U.S. troops have launched new raids around the northern Iraqi city of Mosul, arresting suspected insurgents and seizing weapons in an effort to secure the city for the January 30th vote.

South of Mosul, in Samarra, at least three Iraqi soldiers were killed in a roadside bombing today (Thursday). And further south, in Basra, several British troops and Iraqi civilians were injured in an explosion near a British base.

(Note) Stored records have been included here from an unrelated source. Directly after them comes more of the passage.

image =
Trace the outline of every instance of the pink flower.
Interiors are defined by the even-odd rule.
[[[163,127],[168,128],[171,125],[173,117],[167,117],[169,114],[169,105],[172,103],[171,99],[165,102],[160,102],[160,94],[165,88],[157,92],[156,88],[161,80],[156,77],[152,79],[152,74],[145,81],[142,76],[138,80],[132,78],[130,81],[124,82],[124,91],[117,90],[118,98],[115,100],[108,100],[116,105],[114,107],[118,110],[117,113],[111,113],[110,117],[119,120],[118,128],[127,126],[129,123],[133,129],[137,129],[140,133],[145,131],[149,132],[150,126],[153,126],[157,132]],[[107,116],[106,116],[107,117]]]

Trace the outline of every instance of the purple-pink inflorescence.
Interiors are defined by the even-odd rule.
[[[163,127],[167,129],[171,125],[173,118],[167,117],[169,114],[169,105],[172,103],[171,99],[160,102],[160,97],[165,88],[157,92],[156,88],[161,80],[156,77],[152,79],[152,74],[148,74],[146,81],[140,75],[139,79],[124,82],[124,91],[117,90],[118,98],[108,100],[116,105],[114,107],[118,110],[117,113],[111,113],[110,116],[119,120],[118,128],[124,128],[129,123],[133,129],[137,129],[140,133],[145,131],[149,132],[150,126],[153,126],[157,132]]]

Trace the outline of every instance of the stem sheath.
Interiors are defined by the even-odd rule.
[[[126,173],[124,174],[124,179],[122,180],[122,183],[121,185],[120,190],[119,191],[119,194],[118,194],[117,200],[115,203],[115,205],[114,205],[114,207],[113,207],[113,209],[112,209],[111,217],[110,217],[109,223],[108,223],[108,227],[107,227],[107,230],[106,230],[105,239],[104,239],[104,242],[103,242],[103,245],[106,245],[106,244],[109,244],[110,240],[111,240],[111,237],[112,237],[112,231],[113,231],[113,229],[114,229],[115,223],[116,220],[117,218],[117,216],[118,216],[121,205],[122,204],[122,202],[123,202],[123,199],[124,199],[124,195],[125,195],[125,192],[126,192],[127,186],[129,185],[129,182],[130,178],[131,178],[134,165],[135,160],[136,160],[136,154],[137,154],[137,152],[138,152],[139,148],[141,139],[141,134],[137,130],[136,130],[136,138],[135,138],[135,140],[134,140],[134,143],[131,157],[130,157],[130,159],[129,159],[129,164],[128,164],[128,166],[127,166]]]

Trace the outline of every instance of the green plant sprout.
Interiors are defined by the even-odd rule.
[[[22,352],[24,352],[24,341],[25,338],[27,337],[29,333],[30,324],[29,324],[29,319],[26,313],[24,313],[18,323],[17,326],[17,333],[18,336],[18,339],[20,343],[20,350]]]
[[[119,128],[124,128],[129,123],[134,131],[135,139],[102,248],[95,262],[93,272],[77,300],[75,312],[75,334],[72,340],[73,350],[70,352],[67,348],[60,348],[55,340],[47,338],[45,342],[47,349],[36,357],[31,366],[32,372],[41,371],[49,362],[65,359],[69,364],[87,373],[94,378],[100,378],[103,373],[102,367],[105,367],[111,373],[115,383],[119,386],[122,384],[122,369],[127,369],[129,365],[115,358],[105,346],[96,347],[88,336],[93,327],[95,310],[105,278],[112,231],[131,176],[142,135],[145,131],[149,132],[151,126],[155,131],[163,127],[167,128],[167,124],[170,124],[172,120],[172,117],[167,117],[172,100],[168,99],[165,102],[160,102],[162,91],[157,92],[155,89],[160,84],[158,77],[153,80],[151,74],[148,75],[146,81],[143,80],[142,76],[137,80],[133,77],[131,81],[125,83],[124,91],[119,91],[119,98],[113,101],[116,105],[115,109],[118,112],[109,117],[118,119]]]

Meanwhile, British and Swedish officials are trying to confirm an Internet posting from a militant group (Army of Ansar al-Sunna) which claims to have kidnapped and killed a Briton and a Swede near the city of Beiji. In the same area Wednesday, officials said a Briton and an Iraqi were killed after their car was ambushed. A Brazilian is also missing.

And Chinese officials are working to win the release of eight Chinese hostages whose kidnappers have threatened to execute them today (Thursday).

Terrorist mastermind Abu Musab al-Zarqawi has apparently surfaced in an audiotape on the Internet, seeking to further divide Iraq's Sunnis and Shi'ites 10 days before national elections.

The 75-minute-long statement took aim at the country's ascendant Shi'ites, who are expected to win a majority of seats in the transitional assembly.

In the tape, Zarqawi accuses their highest religious authority, Grand Ayatollah Ali al-Sistani, of approving November's U.S.-led invasion to crush insurgents hiding in the Sunni stronghold of Fallujah. He also accuses Shi'ites of killing innocents in Fallujah, and claims they fought alongside 800 Israeli soldiers as well as Jordanian troops.

The authenticity of the tape has not been established.

Many of Fallujah's residents fled ahead of November's offensive. The U.S. military said today (Thursday) that the city is now completely reopened and a little more than half of its residents have returned.